POLITICS

The Spending Brownout

President Barack Obama on February 5, 2013.  
President Barack Obama on February 5, 2013. 
 
For misguided reasons of ideology and inertia, Congress seems determined to throw more than a million people out of work over the next two years. This is the price of the unnecessary spending brownout known as the sequester, and today the failure to stop it became even more inexcusable.
The Congressional Budget Office announced that all of the austerity approved in the last two years has brought the deficit down below $1 trillion for the first time in five years, ending up at $845 billion by October. And the C.B.O. made clear that fiscal tightening has come at a high cost: slow growth, a brake on hiring of new workers, and unemployment hovering close to 8 percent.
Despite that loud warning, the sequester is scheduled to go into effect at the end of this month, the first installment of which will cut $77 billion over the next seven months. The full sequester will eliminate as many as 1.4 million jobs, the C.B.O. has estimated.

The obvious solution is simply to turn off the sequester and further deficit-slashing until the economy has righted itself, but even Democrats are too afraid of the big-spender label to make that case. So today, President Obama appeared before the White House cameras with a second-best idea: delay the sequester for a few months and replace it with a mix of smaller spending cuts and revenue increases. The cuts could be targeted to minimize job losses, which would also be reduced by raising revenues and thus withdrawing fewer government dollars from the economy.

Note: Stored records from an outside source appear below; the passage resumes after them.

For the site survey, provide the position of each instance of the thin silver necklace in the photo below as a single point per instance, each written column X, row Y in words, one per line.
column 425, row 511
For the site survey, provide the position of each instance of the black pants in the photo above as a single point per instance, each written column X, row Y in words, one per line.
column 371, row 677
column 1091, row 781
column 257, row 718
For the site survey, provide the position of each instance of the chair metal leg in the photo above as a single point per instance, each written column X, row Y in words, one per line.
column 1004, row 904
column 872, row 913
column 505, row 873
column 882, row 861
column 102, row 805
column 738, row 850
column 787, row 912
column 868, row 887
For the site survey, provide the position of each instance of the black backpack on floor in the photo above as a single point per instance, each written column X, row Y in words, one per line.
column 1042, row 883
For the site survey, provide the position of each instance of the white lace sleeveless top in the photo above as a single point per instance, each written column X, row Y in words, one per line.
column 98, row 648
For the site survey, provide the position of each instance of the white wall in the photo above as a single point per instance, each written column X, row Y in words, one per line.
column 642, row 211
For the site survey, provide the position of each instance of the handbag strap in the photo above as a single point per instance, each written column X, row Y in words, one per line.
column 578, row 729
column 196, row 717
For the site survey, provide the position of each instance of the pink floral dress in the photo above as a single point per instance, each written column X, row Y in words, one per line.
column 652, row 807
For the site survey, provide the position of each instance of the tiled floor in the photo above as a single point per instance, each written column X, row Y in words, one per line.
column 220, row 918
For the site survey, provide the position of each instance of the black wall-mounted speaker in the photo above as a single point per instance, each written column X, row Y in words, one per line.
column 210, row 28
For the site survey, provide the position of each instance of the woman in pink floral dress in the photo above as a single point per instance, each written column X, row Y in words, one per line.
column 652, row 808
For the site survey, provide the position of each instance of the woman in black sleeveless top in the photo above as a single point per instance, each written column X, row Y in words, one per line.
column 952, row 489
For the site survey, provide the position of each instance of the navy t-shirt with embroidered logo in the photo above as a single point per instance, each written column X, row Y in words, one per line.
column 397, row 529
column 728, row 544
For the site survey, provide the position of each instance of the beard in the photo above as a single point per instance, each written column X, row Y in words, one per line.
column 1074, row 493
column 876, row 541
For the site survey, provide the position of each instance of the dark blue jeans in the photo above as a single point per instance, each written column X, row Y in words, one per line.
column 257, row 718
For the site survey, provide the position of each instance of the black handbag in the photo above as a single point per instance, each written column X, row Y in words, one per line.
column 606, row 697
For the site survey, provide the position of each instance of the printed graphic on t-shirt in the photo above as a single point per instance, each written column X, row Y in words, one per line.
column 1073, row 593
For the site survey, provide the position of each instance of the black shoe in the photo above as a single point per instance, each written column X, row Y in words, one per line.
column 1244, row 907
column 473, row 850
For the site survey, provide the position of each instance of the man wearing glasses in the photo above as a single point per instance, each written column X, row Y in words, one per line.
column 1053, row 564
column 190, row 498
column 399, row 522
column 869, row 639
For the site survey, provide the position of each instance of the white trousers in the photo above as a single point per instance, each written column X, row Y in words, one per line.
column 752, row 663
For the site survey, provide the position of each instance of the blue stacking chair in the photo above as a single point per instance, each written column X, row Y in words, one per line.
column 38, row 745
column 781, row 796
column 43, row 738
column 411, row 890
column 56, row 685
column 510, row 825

“There is no reason,” the president said, “that the jobs of thousands of Americans who work in national security or education or clean energy, not to mention the growth of the entire economy, should be put in jeopardy just because folks in Washington couldn’t come together to eliminate a few special interest tax loopholes or government programs that we agree need some reform.”

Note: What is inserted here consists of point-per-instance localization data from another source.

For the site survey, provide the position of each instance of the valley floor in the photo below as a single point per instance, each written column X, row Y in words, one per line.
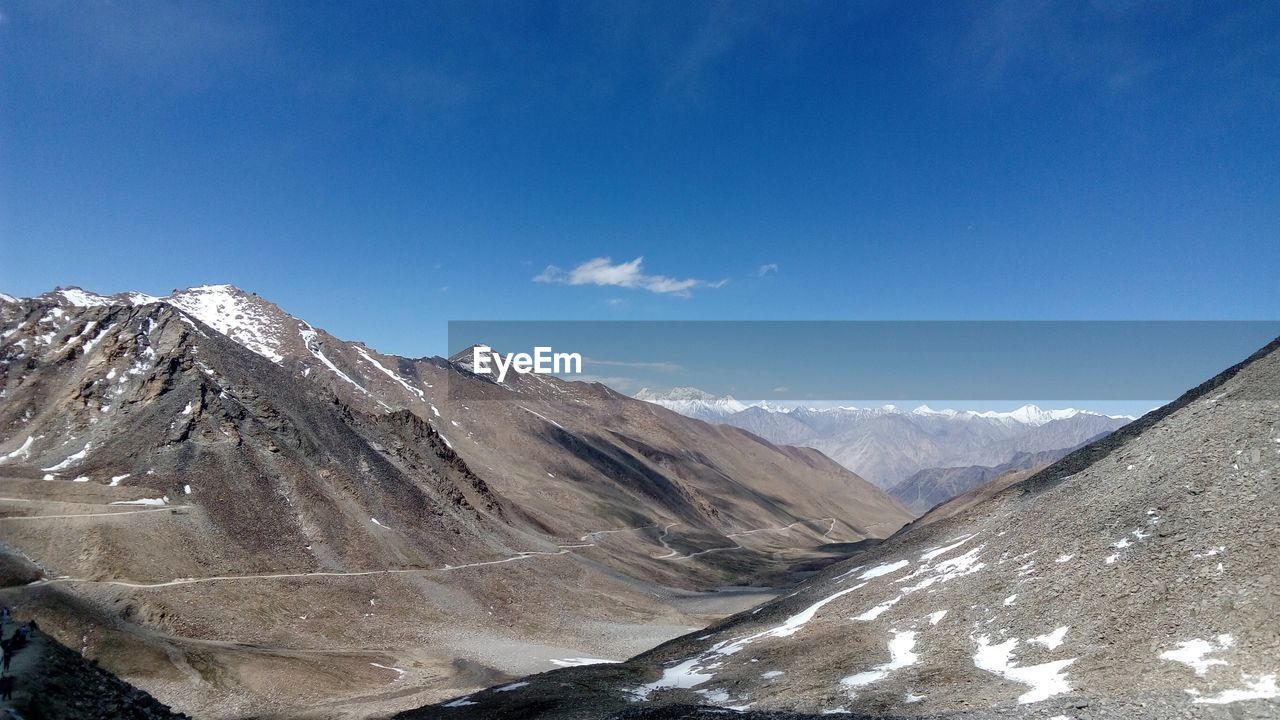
column 211, row 645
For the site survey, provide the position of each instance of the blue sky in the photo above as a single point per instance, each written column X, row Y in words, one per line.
column 383, row 168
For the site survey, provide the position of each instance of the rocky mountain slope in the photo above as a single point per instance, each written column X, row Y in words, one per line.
column 245, row 515
column 888, row 445
column 1136, row 578
column 51, row 682
column 932, row 486
column 693, row 402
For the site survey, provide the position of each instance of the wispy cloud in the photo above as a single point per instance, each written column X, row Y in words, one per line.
column 659, row 367
column 604, row 272
column 621, row 384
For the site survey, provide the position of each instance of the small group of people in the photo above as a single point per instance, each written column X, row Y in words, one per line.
column 9, row 646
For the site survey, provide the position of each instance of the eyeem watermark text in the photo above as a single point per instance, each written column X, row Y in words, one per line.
column 543, row 361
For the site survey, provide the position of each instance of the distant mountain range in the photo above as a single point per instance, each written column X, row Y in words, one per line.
column 1133, row 579
column 888, row 445
column 246, row 515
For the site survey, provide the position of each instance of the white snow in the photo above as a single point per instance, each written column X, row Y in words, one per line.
column 947, row 570
column 389, row 374
column 1193, row 652
column 1045, row 679
column 689, row 673
column 400, row 673
column 234, row 315
column 511, row 687
column 1256, row 687
column 24, row 450
column 1051, row 639
column 878, row 610
column 933, row 552
column 883, row 569
column 82, row 299
column 144, row 501
column 310, row 337
column 579, row 661
column 682, row 675
column 543, row 417
column 71, row 460
column 901, row 652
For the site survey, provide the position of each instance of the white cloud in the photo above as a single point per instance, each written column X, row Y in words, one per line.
column 603, row 272
column 661, row 367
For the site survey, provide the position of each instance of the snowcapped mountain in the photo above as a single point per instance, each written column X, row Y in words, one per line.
column 315, row 493
column 888, row 443
column 1133, row 579
column 693, row 402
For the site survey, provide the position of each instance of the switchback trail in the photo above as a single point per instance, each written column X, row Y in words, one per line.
column 447, row 568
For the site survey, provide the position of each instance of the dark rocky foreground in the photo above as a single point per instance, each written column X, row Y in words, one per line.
column 56, row 683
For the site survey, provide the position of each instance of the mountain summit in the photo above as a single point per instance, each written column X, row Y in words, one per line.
column 245, row 515
column 1134, row 579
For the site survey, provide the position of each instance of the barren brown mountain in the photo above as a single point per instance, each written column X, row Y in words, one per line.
column 247, row 516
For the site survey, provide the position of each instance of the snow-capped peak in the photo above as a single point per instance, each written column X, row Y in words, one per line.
column 250, row 322
column 693, row 402
column 82, row 297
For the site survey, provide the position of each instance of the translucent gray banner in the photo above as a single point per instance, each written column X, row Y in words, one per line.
column 891, row 360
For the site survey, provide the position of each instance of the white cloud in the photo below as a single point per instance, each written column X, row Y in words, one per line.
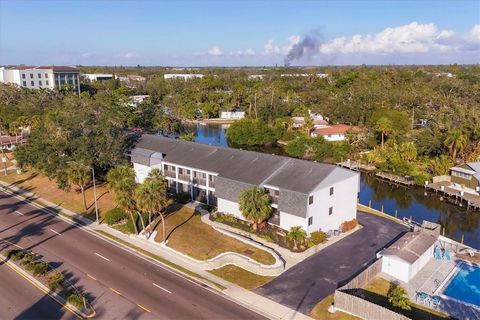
column 410, row 38
column 215, row 51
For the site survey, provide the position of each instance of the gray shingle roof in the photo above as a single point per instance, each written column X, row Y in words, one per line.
column 411, row 246
column 238, row 169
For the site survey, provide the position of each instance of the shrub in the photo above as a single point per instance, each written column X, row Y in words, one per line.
column 115, row 215
column 348, row 225
column 76, row 300
column 318, row 237
column 38, row 268
column 55, row 281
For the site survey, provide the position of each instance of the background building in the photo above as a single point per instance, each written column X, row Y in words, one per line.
column 46, row 77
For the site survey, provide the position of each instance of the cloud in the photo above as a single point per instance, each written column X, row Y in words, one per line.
column 215, row 51
column 270, row 48
column 410, row 38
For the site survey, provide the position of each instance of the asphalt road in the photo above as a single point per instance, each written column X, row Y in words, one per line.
column 20, row 300
column 310, row 281
column 119, row 283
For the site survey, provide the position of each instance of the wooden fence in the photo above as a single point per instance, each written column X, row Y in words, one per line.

During the delay, he suggested, Congress would have additional time to work out a longer-term solution to our budgetary problems.

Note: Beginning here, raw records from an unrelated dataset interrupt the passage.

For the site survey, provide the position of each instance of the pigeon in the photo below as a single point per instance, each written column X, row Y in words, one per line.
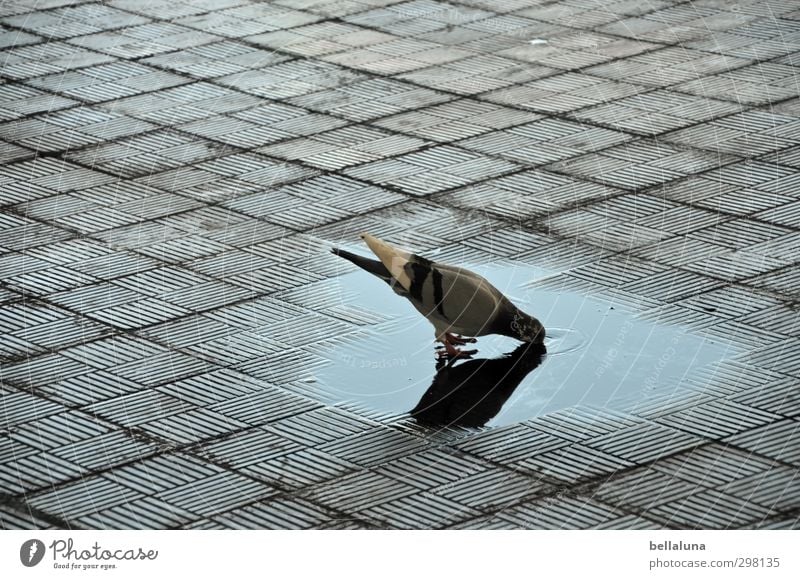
column 459, row 303
column 473, row 392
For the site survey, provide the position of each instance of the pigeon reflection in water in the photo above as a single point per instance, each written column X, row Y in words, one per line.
column 472, row 392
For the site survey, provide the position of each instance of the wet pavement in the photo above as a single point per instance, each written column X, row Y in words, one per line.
column 180, row 349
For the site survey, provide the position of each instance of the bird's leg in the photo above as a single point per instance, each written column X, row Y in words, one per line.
column 449, row 350
column 458, row 340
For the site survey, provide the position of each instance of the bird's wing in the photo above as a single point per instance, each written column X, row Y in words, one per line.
column 460, row 296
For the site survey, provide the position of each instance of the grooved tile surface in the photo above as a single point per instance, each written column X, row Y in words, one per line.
column 174, row 174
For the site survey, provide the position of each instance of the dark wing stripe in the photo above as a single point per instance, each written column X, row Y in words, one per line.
column 419, row 273
column 438, row 292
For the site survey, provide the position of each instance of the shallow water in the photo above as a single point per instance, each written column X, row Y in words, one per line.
column 598, row 354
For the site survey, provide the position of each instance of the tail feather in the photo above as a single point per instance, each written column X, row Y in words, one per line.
column 373, row 266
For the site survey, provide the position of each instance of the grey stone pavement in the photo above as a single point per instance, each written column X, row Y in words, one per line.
column 174, row 173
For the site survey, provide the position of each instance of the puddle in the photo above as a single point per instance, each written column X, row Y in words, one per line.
column 598, row 354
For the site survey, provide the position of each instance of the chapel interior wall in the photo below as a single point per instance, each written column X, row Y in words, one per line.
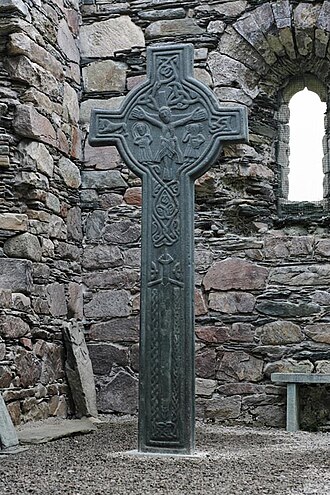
column 260, row 297
column 40, row 221
column 262, row 274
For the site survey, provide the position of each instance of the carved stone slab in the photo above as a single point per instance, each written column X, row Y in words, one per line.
column 8, row 435
column 169, row 132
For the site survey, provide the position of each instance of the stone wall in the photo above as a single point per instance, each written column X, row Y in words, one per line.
column 70, row 241
column 262, row 271
column 40, row 226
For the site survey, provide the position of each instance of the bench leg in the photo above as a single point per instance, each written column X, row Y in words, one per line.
column 292, row 407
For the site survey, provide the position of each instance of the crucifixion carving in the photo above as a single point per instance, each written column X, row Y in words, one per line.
column 169, row 131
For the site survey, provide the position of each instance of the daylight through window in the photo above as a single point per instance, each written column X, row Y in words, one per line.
column 306, row 150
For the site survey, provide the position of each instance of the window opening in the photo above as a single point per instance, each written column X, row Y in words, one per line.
column 306, row 126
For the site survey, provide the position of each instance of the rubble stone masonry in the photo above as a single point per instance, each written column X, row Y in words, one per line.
column 70, row 217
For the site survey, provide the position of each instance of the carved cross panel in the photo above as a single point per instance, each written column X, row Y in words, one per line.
column 169, row 131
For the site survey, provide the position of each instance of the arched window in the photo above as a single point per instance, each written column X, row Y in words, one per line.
column 306, row 128
column 302, row 148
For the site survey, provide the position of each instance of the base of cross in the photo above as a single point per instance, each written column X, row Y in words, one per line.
column 196, row 455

Mr. Obama didn’t specify what kind of revenue package he was seeking, although the basic outlines have been clear for months: eliminating various corporate loopholes and deductions for some high-income taxpayers, such as the break on carried interest. Most of these revenue increases would have a minimal impact on hiring.
Republicans immediately responded that that they will not consider any new revenues as a way to reduce or delay the sequester. “The president’s proposal is nothing more than another tax hike to pay for more Washington spending,” said Dave Camp of Michigan, chairman of the House Ways and Means Committee.
The spending cuts were designed to goad them into accepting a balanced approach in order to avert the big cuts to the defense budget, which used to be one of the highest priorities for an earlier generation of party members. But younger Republicans don’t seem to care about fewer fighter jets or naval bases; they want their spending cuts however they can get them, untarnished by revenue increases. Barring a breakthrough, it looks like their wish will come true in less than a month.